The Boolean Satisfiability Problem (SAT, for short) asks whether a given Boolean formula, with Boolean gates such as AND and NOT, has some assignment of 0s and 1s to its input variables such that the formula yields the value 1. SAT has been a problem of central importance in computer science since Stephen Cook proved its NP-completeness in 1971. To resolve the P vs. NP question, one of the most outstanding open questions in computer science and mathematics, one would have to show whether SAT is or is not in P, that is, whether it can be or cannot be solved in polynomial time.
At the same time, SAT is a paradigmatic constraint-satisfaction problem with numerous applications, including hardware and software design, operations research, bioinformatics, and more. Most modern-day SAT-solving algorithms are based on the work of Martin Davis and Hilary Putnam in a 1958 technical report written for the National Security Agency. While we still seem to be quite far from resolving the questions about the computational complexity of SAT, progress on the engineering side has been nothing short of spectacular. Modern SAT solvers routinely solve industrial SAT instances with millions of variables, and are being used by hardware and software designers on a daily basis.
The gap between the impressive progress on the engineering side and very slow progress on the theory side led to an unusual workshop, titled "Theoretical Foundations of Applied SAT Solving," held last January at the Canadian Banff International Research Station for Mathematical Innovation and Discovery (see http://www.birs.ca/events/2014/5-day-workshops/14w5101). The workshop brought together leading SAT-complexity theorists and SAT-solving engineers, two groups that rarely meet together and barely speak the same technical language. The hope was that exposing theoreticians and engineers to state-of-the-art developments in SAT theory and engineering would narrow the chasm between these communities.

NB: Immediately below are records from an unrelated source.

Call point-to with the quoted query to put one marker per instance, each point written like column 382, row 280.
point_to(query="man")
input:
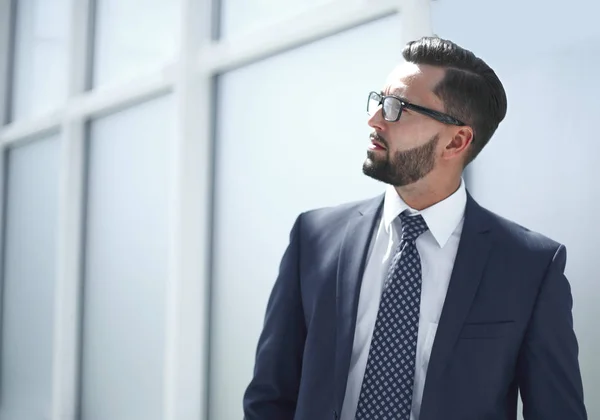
column 420, row 304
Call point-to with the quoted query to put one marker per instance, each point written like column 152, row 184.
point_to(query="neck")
column 427, row 192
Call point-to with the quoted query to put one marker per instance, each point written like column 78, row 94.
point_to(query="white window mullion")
column 187, row 294
column 316, row 23
column 5, row 56
column 68, row 290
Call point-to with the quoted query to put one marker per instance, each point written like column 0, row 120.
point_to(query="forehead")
column 415, row 82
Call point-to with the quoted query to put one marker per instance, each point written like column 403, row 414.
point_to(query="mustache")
column 376, row 137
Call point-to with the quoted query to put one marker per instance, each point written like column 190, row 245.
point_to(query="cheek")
column 408, row 136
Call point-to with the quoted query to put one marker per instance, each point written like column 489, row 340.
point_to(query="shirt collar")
column 442, row 218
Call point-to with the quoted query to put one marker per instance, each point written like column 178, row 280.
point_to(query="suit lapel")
column 351, row 266
column 469, row 265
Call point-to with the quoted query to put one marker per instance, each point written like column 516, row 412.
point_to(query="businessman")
column 420, row 304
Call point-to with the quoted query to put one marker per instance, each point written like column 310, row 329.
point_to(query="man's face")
column 405, row 151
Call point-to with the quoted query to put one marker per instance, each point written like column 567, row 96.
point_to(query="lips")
column 376, row 142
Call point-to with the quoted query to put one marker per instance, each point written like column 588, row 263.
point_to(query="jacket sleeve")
column 548, row 372
column 273, row 391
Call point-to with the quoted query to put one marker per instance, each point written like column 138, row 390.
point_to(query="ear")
column 460, row 140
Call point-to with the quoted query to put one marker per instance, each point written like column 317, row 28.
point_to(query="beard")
column 403, row 167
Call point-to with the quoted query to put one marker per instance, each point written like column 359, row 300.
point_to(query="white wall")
column 540, row 169
column 292, row 135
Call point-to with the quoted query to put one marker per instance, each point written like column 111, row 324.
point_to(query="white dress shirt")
column 437, row 248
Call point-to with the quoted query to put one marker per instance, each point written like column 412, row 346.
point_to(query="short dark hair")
column 470, row 90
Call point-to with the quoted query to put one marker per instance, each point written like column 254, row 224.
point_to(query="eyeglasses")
column 393, row 106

Of course, one cannot expect robust bridges between two distinct technical communities to be erected in one week, but that should not diminish the tremendous value of such bridge-building workshops. While it may take years to see if this workshop will bear concrete fruits, some fundamental research challenges already emerged.

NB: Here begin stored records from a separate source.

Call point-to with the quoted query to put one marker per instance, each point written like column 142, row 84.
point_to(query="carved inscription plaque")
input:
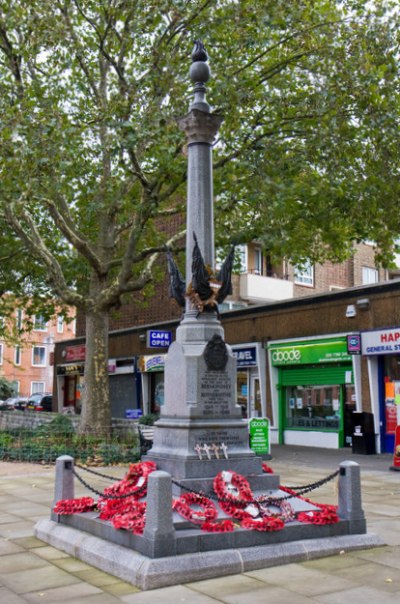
column 216, row 393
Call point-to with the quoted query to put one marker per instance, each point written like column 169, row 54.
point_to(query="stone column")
column 349, row 507
column 201, row 430
column 64, row 487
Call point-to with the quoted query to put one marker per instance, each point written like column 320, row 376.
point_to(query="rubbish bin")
column 363, row 440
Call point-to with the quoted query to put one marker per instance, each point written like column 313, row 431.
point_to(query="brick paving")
column 32, row 571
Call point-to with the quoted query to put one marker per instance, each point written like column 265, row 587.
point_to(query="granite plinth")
column 150, row 573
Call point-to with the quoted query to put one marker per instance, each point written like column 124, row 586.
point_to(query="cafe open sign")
column 158, row 339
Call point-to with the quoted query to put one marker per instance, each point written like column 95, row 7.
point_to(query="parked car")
column 17, row 403
column 40, row 401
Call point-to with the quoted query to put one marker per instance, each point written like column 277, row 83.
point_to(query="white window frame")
column 304, row 275
column 242, row 256
column 17, row 355
column 257, row 261
column 60, row 324
column 369, row 275
column 19, row 318
column 33, row 356
column 36, row 319
column 38, row 387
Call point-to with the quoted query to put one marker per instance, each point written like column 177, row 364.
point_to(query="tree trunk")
column 96, row 406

The most fundamental challenge to emerge goes to the very heart of computational complexity theory. This theory is based typically on worst-case complexity analysis, which focuses on instances that are the most difficult to solve. Worst-case complexity analysis has proven to be quite tractable mathematically, much more, than say average-case complexity analysis. It also seems intuitive from a practical point of view; for example, a worst-case upper bound for an algorithm offers an absolute upper bound on its running time in practice. Thus, worst-case analysis is the standard approach in complexity theory. What has become clear, however, and also became painfully evident at the SAT workshop, is that worst-case analysis actually sheds very little light on the behavior of algorithms on real-life instances. For example, theorists have demonstrated that current SAT-solving algorithms must take exponential time to solve certain families of SAT instances. Practitioners simply shrug at such bounds, while they continue to apply their solvers to very large but practically solvable SAT instances. One role of theory is to provide guidance to engineering, but worst-case (and average-case) complexity seems to offer little guidance for problems that are difficult in theory but feasible in practice. What is needed is a new computational complexity model, which will capture better the concept of "complexity in practice."

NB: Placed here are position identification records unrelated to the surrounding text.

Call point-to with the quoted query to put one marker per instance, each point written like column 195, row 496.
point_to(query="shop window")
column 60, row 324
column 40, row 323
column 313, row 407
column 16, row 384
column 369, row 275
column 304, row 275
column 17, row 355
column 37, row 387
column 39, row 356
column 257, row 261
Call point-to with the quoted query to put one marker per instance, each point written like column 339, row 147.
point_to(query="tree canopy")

A challenge of a different nature applied to the manner in which SAT engineers conduct their research. Current SAT engineering research is intensely heuristic. Researchers devise new heuristics and test their effectiveness on various benchmark suites. An annual SAT competition serves as a powerful motivator, as winning a track of the competition is a path to quick professional recognition. It is impossible to deny this style of research has served the community well, leading to such dramatic progress in SAT solving that researchers refer, jokingly, to "Moore's Law for SAT." At the same time, this heuristic approach lacks science, not only theoretical science but also empirical science. The reality is we have no understanding of why the specific sets of heuristics employed by modern SAT solvers are so effective in practice. Furthermore, we do know there are problem areas where SAT solvers are less effective, but we have no idea why. For the SAT revolution to continue unabated, we must focus also on understanding, not only on benchmarking.
So the bottom line of the workshop is that we need better theory and better engineering. Our work is cut out for us!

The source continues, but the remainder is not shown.